Ох, и горячая эта Дашка. Фельдшер из местного медицинского пункта. Прислали её в село по направлению, если верить людям. В ту пору у неё уже был сын, неизвестно от кого пригулянный. Замужем Дашка не была никогда и не скрывала этого. По приезду ей выделили квартиру в коттедже с газовым отоплением, водопроводом и небольшим огородом, место в садике сыну, а потом и в школе, назначили хорошую зарплату. Да и жители не обделяли благодарностью, так что Дашка прижилась и, кажется, уезжать никуда не собиралась. А вскорости попалась на глаза Файзулину-старшему, с тех пор и вовсе зажила сытно. Обзавелась красивыми шмотками, ювелирными украшениями, а позже и подержанным красным Пежо 107.
Дашка – далеко не первая любовница отца, Дамир это точно знал. Лет в двенадцать, встретив на улице незнакомую женщину, как-то вдруг понял, кто она и что её связывает с отцом, после короткого, перекрёстного кивка между ней и родителем. Имени её Дамир не знал или не помнил. До Дашки же была Алла, такая же сочная, яркая деваха, смотрящая на односельчан сверху вниз, пренебрегающая общением с простыми смертными, не связанными с семейством Файзулиных. Другая бы стеснялась ходить в любовницах, но не Алла. Та вроде гордилась своим положением, а потом резко пропала, переехала куда-то на север. Поговаривали, вышла замуж за военного. Дамир сомневался, но уточнять не спешил.

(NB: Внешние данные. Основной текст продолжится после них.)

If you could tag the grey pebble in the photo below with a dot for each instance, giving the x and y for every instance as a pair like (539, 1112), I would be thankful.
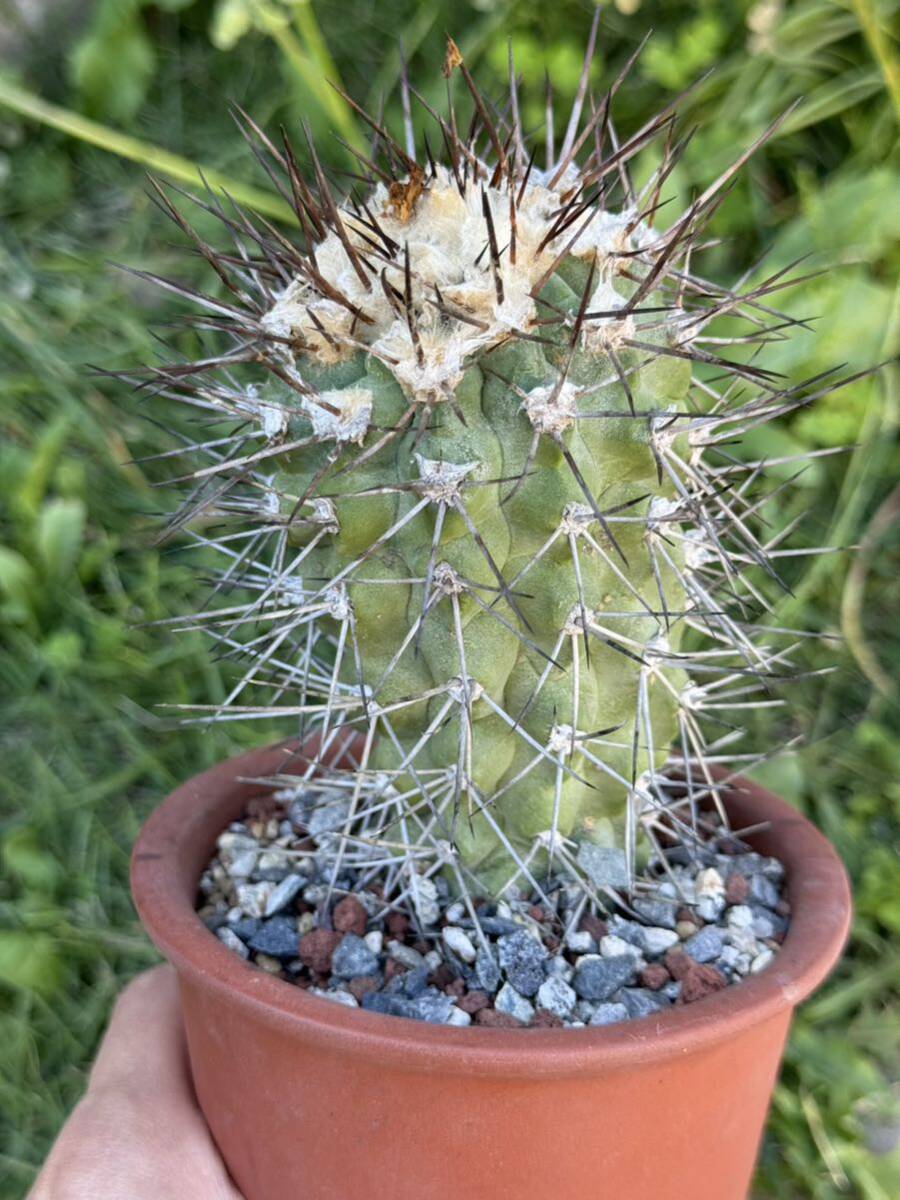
(522, 958)
(598, 978)
(353, 958)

Дашка же нос не задирала, положения своего вроде как стеснялась, на людях особенно не афишировала, хотя и моль белёсую из себя не корчила. На своём Пежо подвозила соседок, захватывала ребятишек из садика или школы, сама моталась по делам фельдшерского пункта или к сложным пациенткам, у кого давление высокое или диабет.
Постепенно людское осуждение превратилось в жалость, а то и симпатию. Действительно, бабий век недолог, а тут такой мужчина – Арслан Файзулин – незлобивый, щедрый, интересный, что ж теперь, век одной куковать? Да и лучше, чтобы чей-то мужик на Дашку залезал, а не свой, родной муж. А с такой фактурой, ясное дело, Дашка быстро себе найдёт мужичка. Так что в особом осуждении морального облика Дарьи односельчанки были не заинтересованы.
– Здравствуй, Дамир, – Дашка поравнялась с автомобилем, перекрывшим путь, пока ждал отъезжающие ворота.
– Здравствуй, коль не шутишь, – он мазнул взглядом по женщине. Хороша, ой, хороша.
– Надолго приехал? – женщина приветливо улыбнулась.
– На три месяца, – спокойно ответил Дамир. Делить ему с Дашкой нечего, амурные дела отца его не касаются.
– Хорошо отдохнуть тебе.
– Спасибо, – он зачем-то подмигнул пышногрудой и двинулся в открытые ворота.
В гараж авто загонять не стал, решил, что не помешает помыть после обеда. Пыль просёлочных дорог осела плотным слоем на эмали, превратив чёрную краску в серо-песочные, грязные разводы.